Au lendemain d'un attentat-suicide qui a fait 21 morts, dont 17 sikhs et hindous à Jalalabad, la communauté sikhe réclame des comptes au gouvernement et exige une enquête pour faire la lumière sur l'attaque, ce lundi 2 juillet.


« Mort au gouvernement, mort (au président) Ashraf Ghani ». Les slogans scandés par les manifestants en marge du cortège mortuaire sont sans détour. Très émus, en colère, des dizaines d'hommes se sont recueillis au passage des cercueils sortis de l'hôpital et acheminés jusqu'au temple sikh de la ville, où étaient rassemblées quelque 200 personnes, hindous, sikhs et musulmans confondus.

Tous sont venus rendre hommage aux 21 victimes de l'attentat-suicide de dimanche 1er juillet. Parmi elles : Atvar Singh, candidat pour représenter la minorité sikhe au Parlement aux élections d'octobre et Rawal Singh, figure éminente et active de la communauté. Une attaque revendiquée par le groupe Etat islamique, dont les bases en Afghanistan sont situées dans plusieurs districts de la province du Nangarhar, autour de Jalalabad.

Colère

« Nous exigeons une enquête du gouvernement sur cet attentat, faute de quoi nous irons manifester devant l'ambassade américaine et d'autres, à Kaboul, prévient le fils du candidat, Narendar Singh. C'est un gouvernement faible qui n'arrive à protéger personne. »
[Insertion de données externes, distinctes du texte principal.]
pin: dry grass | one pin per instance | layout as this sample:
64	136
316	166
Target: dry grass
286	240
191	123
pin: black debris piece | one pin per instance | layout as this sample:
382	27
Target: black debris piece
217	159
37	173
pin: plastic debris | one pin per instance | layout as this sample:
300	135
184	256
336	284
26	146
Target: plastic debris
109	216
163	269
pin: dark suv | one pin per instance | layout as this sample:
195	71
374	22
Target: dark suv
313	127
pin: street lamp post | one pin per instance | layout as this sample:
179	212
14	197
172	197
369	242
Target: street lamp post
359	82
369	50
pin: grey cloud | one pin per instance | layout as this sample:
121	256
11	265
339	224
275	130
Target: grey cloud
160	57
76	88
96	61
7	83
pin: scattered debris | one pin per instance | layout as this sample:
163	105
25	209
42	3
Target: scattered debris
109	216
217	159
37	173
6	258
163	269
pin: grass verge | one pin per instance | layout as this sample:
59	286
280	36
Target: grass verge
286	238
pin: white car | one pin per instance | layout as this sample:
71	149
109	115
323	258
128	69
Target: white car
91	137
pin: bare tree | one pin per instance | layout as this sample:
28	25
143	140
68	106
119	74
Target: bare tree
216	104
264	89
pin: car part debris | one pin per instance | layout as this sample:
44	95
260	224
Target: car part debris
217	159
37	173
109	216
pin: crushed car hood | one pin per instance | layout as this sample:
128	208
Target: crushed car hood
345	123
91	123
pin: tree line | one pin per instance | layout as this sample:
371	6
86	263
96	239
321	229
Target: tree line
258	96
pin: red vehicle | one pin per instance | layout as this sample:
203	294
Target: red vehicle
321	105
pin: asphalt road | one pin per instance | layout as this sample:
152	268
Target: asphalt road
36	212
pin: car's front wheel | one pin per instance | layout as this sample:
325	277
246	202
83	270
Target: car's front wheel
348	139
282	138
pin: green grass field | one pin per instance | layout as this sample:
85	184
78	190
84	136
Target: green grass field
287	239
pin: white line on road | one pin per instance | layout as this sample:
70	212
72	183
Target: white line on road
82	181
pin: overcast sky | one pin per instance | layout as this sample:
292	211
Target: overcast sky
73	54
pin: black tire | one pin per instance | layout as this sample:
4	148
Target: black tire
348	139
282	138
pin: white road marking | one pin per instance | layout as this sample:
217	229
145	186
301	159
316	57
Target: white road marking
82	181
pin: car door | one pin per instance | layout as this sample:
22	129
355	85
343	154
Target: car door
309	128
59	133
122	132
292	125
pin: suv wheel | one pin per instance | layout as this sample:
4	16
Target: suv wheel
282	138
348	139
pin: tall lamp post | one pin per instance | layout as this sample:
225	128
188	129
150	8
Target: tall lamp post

Le jeune homme explique à l'Agence France-Presse (AFP) qu'un rendez-vous de son père avec le président Ghani, prévu le matin, a été annulé à la dernière minute : « Ils nous ont demandé de revenir l'après-midi vers 15h30. Une vingtaine d'anciens des communautés sikhe et hindoue voulaient rencontrer le président. (...) Nous les avons conduits dans trois voitures, mais arrivés à proximité des bâtiments du gouverneur (provincial), les forces de sécurité nous ont arrêtés et priés de sortir des voitures : c'est là que le kamikaze à pied s'est approché et s'est fait sauter au milieu de nous », raconte Narendar Singh.

Exode

Selon la représentation indienne en Afghanistan, les sikhs et les hindous ne seraient plus qu'un millier environ aujourd'hui, à Kaboul, Ghazni (sud-est) et Jalalabad principalement, contre 50 000 estimés avant le début de la guerre contre l'URSS en 1979.

L'exode a commencé, massivement, avec l'invasion soviétique puis s'est poursuivi au fil des conflits successifs qui secouent le pays depuis bientôt quarante ans. Le sikhisme est une religion monothéiste apparue au XVIe siècle dans le nord-ouest de l'Inde avec la volonté de dépasser les clivages entre les deux religions majoritaires dans le pays : l'hindouisme et l'islam.